What’s driving the move to master trust?

Find out why more employers are transferring their pension schemes to master trusts.

Key points

  • Regulations, costs and governance are driving the move to master trusts.
  • The rules and regulations of pension schemes are always evolving, master trusts can help mitigate the risks of not meeting these. 
  • Transferring to a master trust requires a careful, thought-out decision.
  • For members master trusts can offer greater protection and better value for money compared to smaller standalone schemes.

When you're deciding on a pension scheme, this may be for automatic enrolment, there are lots of important factors to consider. Staying compliant to pension regulations, managing costs, ensuring the right systems are in place and making sure your members benefits are protected can feel like an impossible juggling act for many employers. Master trusts aim to remove some of the burden and responsibilities of managing a pension scheme, and we’re seeing an increase in transfers to master trusts as a result. But what’s driving the move to master trusts?

Why are businesses moving to master trusts?

In the UK we’ve seen how auto-enrolment has increased the need for businesses to provide their employees with the right pension. There’s an expectation of employers and trustees to ensure they stay compliant whilst also delivering scalable, effective schemes. Many need more in-depth professional advice as a result. A master trust offers a ready-made regulated framework, meaning employers can confidently meet the needs of their members. 

Cost and efficiency 

Master trusts are also beneficial when it comes to cost and efficiency. Employers can benefit from lower administration and investment rates, making it easier to balance the cost of their pension scheme. With shared governance and scheme administration, master trusts help individual employers manage their pension scheme.  

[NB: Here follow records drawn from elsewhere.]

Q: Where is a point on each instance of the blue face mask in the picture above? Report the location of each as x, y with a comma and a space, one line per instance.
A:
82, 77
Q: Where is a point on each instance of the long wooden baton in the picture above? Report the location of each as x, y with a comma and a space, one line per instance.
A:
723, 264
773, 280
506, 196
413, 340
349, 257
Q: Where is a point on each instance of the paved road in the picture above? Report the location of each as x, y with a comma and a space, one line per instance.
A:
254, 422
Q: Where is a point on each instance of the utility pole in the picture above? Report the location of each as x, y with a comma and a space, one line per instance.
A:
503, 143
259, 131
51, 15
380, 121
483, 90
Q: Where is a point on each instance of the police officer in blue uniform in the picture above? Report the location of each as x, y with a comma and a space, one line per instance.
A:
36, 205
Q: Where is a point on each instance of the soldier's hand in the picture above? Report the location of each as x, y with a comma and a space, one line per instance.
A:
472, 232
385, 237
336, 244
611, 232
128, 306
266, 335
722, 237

Governance and member protection 

The role of the trustee board, made up of individual trustees, is crucial in a master trust. They regularly engage with both employers and scheme members, making sure they are always acting in their best interests. The board has a responsibility to meet the strict authorisation and supervision standards set by The Pensions Regulator (TPR) Footnote [1], so that their members are protected. 

Market consolidation 

We’re also seeing a lot of smaller or less efficient schemes being consolidated into master trusts, often to drive down costs or wind up an existing scheme. Either way, employers want future-proof solutions that can adapt and change with market changes – and master trusts provide exactly that. 

What are the rules and regulations?

Robust governance from the Pension Schemes Act 2017 and Occupational Pension Schemes (Master Trusts) Regulations 2018 Footnote [2] keeps master trusts compliant with pensions legislation and TPR's requirements. This is something that can be a huge burden for employers to keep up to when it comes to managing their pension scheme.  

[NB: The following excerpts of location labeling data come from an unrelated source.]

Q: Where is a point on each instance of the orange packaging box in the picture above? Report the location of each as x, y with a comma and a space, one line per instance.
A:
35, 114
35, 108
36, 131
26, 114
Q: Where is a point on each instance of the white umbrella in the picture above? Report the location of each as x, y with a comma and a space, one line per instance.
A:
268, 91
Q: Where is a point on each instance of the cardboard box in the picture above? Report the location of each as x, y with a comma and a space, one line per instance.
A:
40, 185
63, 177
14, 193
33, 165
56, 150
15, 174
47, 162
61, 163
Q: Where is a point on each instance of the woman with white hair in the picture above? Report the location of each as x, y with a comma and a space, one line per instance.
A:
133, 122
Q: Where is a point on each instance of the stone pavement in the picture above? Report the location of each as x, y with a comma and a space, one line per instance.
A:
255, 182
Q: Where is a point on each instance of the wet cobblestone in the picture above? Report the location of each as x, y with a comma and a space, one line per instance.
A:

All master trusts must be authorised by TPR before they can operate. They must be able to demonstrate: 

  • They’ve employed ‘fit and proper’ trustees and scheme funders, meaning people who have the knowledge required for the role 
  • Financial sustainability is shown through the expected growth of the trust and how this will be funded 
  • There are sufficient IT systems in place to manage the trust, as well as robust processes to effectively govern the scheme 
  • There’s an effective continuity strategy in place in case of an event that may cause the trust to fail Footnote [2]

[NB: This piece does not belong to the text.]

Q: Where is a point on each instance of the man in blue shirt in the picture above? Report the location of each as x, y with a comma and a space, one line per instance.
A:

A master trust will go through regular reviews with TPR, and trustees have to report any significant events and maintain transparent governance of the scheme. This regulatory governance ensures the members’ best interests are met and upheld.  

How do employers transfer to a master trust?

An employer may decide to transfer for a number of reasons, from reducing costs, improving governance or to exit a legacy pension scheme. Aligning with auto-enrolment requirements or preparing for a scheme to wind up, which means it ceases to exist, are also reasons for a transfer. 

There are five steps involved in the transfer process:  

  1. Due diligence  
    Assess the master trust’s investment strategy, charges and member services. 
  2. Trustee and employer agreement 
    Both parties must come to an agreement on the transfer. 
  3. Communicate with members 
    Inform scheme members of the change and any implications it will have on them.  
  4. Transfer of data and assets 
    There must be an accurate and secure migration of funds and records.  
  5. Wind up the old scheme (if applicable)
    Complete any regulatory filings and close the previous scheme down. 

Finally, it’s important to remember that all transfers must comply with TPR guidance and other legal requirements in order to protect the scheme members. Employers should consult both legal and pension advisers to ensure a smooth transition to a master trust. 

Is a master trust right for my business?

We’ve talked about the push-and-pull factors around master trusts, but is it right for your employees? The real reason to consider setting up your pension scheme as a master trust is the improvement they can make to your employees' retirement.  

The governance they provide is there to give you confidence when it comes to:  

  • Fund performance  
  • Member communications and engagement tools
  • Flexible retirement options within the pension scheme 

The building blocks of a defined contribution pension scheme can make a huge difference to what retirement looks like for members. And it’s clear we’re seeing more employers and trustees hand some of these important decisions over to master trusts, relieving them of the responsibility of managing an independent scheme.